I need to get the pH down right away or can I wait this out?

Thanks.


----------



## congar15 (Dec 6, 2011)

This tank is quite overstocked, angels need at least triple that and red tail shark i would only keep in a 10g alone and even thats pushing it. Also the ammonia to me is a bigger concern than the ph, so if you remove the 2 angels and the shark and add a couple smaller fish, then the ammonia should go down. The ph is not really that extreme, and once you remove the angels (if you listen to my advice) then the ph wont be bad at all. Good luck!


----------



## jrman83 (Jul 9, 2010)

Ph isn't doing anything to those fish. Their biggest issue is the confined space you have put them in. Put your 2 Angels in your 55g. Never even heard of someone trying a tank that small for Angels unless it was for very short periods during breeding phases.

Whatever you do, don't put in ANY ph products. You'll do nothing but stress them out more.

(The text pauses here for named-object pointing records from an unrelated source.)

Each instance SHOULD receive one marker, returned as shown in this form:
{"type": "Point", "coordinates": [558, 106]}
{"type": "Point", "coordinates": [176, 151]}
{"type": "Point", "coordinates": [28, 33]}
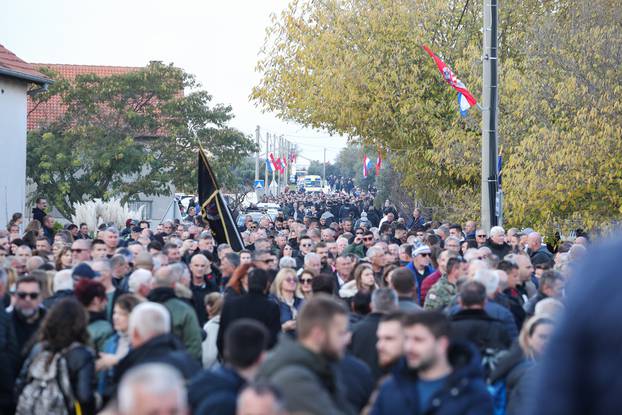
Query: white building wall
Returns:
{"type": "Point", "coordinates": [12, 147]}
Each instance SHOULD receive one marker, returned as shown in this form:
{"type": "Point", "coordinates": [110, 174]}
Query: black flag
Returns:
{"type": "Point", "coordinates": [214, 208]}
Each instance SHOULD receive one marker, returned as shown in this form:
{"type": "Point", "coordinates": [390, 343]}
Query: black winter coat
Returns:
{"type": "Point", "coordinates": [165, 348]}
{"type": "Point", "coordinates": [9, 360]}
{"type": "Point", "coordinates": [256, 306]}
{"type": "Point", "coordinates": [480, 329]}
{"type": "Point", "coordinates": [215, 391]}
{"type": "Point", "coordinates": [81, 367]}
{"type": "Point", "coordinates": [364, 339]}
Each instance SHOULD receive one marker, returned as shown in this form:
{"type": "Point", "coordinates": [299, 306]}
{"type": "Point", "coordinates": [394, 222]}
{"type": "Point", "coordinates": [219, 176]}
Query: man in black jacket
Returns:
{"type": "Point", "coordinates": [38, 213]}
{"type": "Point", "coordinates": [152, 342]}
{"type": "Point", "coordinates": [255, 305]}
{"type": "Point", "coordinates": [472, 323]}
{"type": "Point", "coordinates": [9, 354]}
{"type": "Point", "coordinates": [364, 337]}
{"type": "Point", "coordinates": [216, 391]}
{"type": "Point", "coordinates": [27, 312]}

EDIT - sorry, I see I got the 55g tank from the person that posted above me. You need to take fish back to the store.


----------



## susankat (Nov 15, 2008)

The tank wasn't completely cycled in 3 weeks even usin stress zyme. You need to add ammonia source for it to cycle properly, when you add the fish from the 10 to the tank and then adding more on top of it your cycle started with the rise in ammonia.

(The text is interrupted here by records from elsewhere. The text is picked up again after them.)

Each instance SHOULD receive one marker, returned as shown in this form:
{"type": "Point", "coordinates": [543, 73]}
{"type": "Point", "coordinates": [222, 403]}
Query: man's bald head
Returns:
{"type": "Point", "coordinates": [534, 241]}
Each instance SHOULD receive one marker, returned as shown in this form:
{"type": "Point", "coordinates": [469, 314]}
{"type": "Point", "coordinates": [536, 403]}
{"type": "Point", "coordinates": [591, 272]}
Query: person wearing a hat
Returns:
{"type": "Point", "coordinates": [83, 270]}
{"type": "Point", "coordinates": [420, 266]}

The fish are getting stressed because of the ammonia is burning thier gills and such.

PH of 7.6 is fine for the fish you have.


----------



## snappy (Mar 7, 2012)

Wait - a 37 gallon tank is to small for 2 angel fish? 

I had the pH tested @ the pet shop and it came out 7.0. I have the drops and they had the test strip - not sure which is correct but I won't use any pH products.


----------



## jrman83 (Jul 9, 2010)

No, just me mis-reading your original post. It does sound like your tank is cycling.


----------



## King James (Jan 30, 2012)

snappy said:


> Wait - a 37 gallon tank is to small for 2 angel fish?
> 
> I had the pH tested @ the pet shop and it came out 7.0. I have the drops and they had the test strip - not sure which is correct but I won't use any pH products.


I wouldn't even be concerned at ALL about your PH.....the ammonia is the problem. My PH is around 8.0 and I have kept fish very healthy for past 11 yrs on my private well which is normally around 8.0 PH. I tried lowering it once for tetras and only tried that once as they do just fine in the 8.0 PH anyway.


----------



## BBradbury (Apr 22, 2011)

snappy said:


> I have a new 37 gallon tank. It was cycled over 3 weeks using stress-zyme before i added most of my 10 gallon community: 2 angels, 1 cory and 1 oto. Also added a red tail shark and 2 more corys.
> At times all seems well but a few times a day the corys frantically swim around the tank. Also it seems the redtail will periodically get stressed (particularly in AM when I first turn light on) his color will be washed out and tail faded.
> have done several water changes past week. Ammonia was 0.5 ppm and pH was 7.6.
> Can't figure why its so high - especially w/ Angels?!
> ...


Hello snappy...

Unless you keep rare fish, you don't need to worry about hard or soft water. Most fish adapt to most public water supplies.

Even a trace of ammonia is enough to stress even the hardiest fish. I'd start an aggressive water change routine asap! Every week, remove and replace at least half the tank water. Small water changes are useless and do nothing to stabilize the water chemistry.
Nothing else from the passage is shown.